Le 14 mars 1990, le député au Parlement fédéral soviétique Youri Afanassiev, déclara à la tribune, retransmis par la télévision : « nous avons appris de toute notre histoire ce que c’est que la force. Toute notre histoire, c’est justement la force, la violence. Si notre chef et fondateur a réellement jeté les fondements de quelque chose, c’est de l’élévation de la violence, de la terreur de masse, en principe d’Etat. Il a élevé l’illégalité en principe politique de l’Etat. » Il désignait officiellement Lénine.

Mélenchon, comme tous les tribuns sûrs que « le peuple » a raison, raisonne (résonne ?) de la même façon.
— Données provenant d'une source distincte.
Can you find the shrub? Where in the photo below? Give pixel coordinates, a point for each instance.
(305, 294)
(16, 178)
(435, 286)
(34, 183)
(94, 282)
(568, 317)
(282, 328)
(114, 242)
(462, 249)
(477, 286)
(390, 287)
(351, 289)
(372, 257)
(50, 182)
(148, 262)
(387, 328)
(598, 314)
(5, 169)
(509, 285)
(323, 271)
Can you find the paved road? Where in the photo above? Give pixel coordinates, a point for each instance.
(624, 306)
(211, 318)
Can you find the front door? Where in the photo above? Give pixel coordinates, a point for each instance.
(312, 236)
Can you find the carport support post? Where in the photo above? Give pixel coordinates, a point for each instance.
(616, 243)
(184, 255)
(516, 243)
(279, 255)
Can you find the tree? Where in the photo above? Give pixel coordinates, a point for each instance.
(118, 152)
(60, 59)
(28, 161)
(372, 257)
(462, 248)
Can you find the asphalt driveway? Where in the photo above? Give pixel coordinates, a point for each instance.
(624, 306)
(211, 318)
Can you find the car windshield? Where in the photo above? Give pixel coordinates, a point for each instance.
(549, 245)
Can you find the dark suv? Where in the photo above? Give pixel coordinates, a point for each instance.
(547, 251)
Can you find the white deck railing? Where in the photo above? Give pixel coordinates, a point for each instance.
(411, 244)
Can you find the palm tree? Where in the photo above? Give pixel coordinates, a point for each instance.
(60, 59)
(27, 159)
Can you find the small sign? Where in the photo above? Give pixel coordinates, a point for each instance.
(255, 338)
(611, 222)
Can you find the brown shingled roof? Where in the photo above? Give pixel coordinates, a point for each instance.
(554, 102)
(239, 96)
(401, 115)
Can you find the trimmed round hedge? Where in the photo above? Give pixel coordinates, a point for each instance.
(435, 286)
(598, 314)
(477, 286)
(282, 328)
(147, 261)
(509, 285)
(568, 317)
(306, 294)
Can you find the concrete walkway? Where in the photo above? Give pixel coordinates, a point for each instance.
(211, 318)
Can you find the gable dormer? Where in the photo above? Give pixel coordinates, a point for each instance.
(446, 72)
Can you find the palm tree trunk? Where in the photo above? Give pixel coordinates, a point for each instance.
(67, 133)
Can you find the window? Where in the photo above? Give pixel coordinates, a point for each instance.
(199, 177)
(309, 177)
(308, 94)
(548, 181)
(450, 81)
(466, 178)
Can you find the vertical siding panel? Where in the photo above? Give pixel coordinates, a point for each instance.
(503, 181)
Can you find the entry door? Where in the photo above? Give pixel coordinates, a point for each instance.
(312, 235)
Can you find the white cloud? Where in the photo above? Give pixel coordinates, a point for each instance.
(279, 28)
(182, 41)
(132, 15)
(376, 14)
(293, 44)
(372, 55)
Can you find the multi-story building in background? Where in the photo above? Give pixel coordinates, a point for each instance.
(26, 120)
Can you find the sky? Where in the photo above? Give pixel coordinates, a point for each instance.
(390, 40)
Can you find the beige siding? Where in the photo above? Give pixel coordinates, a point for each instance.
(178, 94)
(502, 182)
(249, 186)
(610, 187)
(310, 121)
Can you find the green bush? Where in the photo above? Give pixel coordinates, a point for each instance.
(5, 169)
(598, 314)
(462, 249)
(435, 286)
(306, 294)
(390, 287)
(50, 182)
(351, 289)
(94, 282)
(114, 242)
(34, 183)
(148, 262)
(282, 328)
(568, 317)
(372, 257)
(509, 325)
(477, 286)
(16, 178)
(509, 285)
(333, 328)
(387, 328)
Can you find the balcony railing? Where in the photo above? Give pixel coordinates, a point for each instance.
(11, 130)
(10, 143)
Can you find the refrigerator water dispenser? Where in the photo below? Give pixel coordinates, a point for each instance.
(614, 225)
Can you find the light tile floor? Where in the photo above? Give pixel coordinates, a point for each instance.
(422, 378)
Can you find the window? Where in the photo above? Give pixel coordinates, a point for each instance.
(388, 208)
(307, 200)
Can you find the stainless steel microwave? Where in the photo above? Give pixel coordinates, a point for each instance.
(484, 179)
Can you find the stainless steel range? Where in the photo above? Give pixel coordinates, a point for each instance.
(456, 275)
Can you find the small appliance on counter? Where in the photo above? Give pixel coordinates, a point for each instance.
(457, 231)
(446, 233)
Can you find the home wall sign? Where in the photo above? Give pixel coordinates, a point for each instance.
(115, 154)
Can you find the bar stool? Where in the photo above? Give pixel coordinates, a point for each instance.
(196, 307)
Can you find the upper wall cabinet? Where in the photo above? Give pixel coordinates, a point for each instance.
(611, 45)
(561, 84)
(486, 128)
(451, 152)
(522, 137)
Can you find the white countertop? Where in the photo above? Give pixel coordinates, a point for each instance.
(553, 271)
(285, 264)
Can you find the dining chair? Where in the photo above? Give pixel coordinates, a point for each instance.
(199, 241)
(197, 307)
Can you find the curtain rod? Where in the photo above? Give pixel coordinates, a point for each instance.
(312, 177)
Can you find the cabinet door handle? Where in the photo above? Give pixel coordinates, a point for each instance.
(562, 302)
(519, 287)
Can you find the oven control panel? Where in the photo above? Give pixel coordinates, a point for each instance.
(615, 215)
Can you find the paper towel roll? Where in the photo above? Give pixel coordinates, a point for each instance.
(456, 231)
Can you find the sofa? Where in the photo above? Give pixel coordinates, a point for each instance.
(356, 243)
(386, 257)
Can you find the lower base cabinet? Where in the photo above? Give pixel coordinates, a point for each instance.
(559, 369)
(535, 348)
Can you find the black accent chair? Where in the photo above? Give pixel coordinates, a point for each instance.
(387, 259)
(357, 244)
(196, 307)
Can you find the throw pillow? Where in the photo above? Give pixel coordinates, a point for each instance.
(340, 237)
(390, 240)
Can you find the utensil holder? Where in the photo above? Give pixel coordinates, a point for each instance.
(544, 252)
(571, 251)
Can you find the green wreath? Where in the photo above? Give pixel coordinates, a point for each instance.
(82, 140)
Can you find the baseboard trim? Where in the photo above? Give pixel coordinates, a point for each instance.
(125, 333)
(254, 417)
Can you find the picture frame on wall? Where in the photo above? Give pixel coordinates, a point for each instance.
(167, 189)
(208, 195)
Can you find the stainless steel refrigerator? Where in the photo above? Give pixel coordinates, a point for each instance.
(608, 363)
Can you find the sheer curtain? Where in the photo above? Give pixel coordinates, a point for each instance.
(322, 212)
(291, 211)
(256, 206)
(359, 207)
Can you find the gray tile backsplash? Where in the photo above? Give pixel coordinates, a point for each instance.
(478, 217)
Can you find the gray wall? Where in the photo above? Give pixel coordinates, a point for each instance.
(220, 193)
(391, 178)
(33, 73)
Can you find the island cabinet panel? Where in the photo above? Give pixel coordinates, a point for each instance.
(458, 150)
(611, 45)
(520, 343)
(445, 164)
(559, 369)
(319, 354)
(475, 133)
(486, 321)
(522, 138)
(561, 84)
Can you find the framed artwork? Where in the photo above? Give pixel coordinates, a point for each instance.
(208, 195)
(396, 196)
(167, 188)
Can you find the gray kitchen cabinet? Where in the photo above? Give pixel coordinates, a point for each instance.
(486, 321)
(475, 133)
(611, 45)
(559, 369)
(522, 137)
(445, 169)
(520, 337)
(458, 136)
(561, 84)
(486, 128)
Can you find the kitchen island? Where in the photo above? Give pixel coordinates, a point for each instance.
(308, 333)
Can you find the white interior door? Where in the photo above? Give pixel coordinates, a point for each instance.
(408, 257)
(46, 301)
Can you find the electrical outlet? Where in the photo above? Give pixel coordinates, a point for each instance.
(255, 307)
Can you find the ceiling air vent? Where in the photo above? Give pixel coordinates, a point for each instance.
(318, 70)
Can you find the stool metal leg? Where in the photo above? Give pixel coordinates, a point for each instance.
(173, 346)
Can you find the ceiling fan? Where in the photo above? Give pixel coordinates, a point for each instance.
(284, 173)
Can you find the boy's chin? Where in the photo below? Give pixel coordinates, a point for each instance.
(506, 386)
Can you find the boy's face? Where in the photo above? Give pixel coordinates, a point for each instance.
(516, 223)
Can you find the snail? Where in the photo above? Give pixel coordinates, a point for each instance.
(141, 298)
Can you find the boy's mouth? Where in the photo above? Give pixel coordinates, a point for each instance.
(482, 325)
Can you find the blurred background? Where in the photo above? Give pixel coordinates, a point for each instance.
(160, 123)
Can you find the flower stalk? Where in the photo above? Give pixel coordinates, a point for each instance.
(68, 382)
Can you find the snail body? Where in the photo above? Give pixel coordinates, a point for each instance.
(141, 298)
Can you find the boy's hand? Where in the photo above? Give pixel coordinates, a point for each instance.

Après Lénine, le pouvoir glissera dans les mains de la fraction dirigeante du Parti qui flagornera Staline, destituera Khrouchtchev, encensera Brejnev, et opposera son inertie aux réformes de Gorbatchev. Ce dernier reste dans la lignée des dirigeants soviétiques, il est le « chef d’orchestre » – tout comme Mélenchon se veut le porte-parole de la base en mouvement.

La volonté de Gorbatchev est de conduire le changement d’un régime socialiste autoritaire à un régime adapté aux aspirations nouvelles d’une société plus éduquée. A ses débuts, Gorbatchev (comme Mélenchon) prenait pour modèle Lénine. Avec le temps et les bouleversements irréversibles concédés d’en haut puis conquis par la base en une dialectique sociale difficilement maîtrisable, la référence à Lénine n’est plus que de méthode : il s’agit d’être aussi souple que lui dans la direction du pays, d’accompagner les masses dans leur révolution. Le régime se créera de lui-même par la dynamique des réformes et les poussées de la société (c’est ce que dit Mélenchon). Dans un premier temps, le régime soviétique se coulera dans les formes – anciennes, faute de références – du nationalisme ou des clivages politiques de l’avant-1917 (libéralisme, slavisme, nationalisme, etc.).

Peut-être ne sera-ce pas de la démocratie, au sens où l’entend Emmanuel Lévinas : « en se reconnaissant imparfaite, en ménageant un recours à la personne jugée, la justice en est déjà à la question de l’Etat. Voilà pourquoi la démocratie est le prolongement nécessaire de l’Etat. Elle n’est pas un régime possible parmi d’autres, mais le seul qui convienne. Puisqu’elle sauvegarde la capacité d’améliorer ou de changer la loi en changeant – triste logique ! – de tyran, ce personnage malgré tout indispensable à l’Etat » (entretien à l’Express du 6 juillet 1990).

L’exemple historique – vécu – du modèle soviétique et de son inefficacité tyrannique devrait nous mettre en garde contre les tentations du retour du même. Via Mélenchon entre autres Chavez et Maduro. C’est à cela que doit servir la remémoration d’octobre 1917.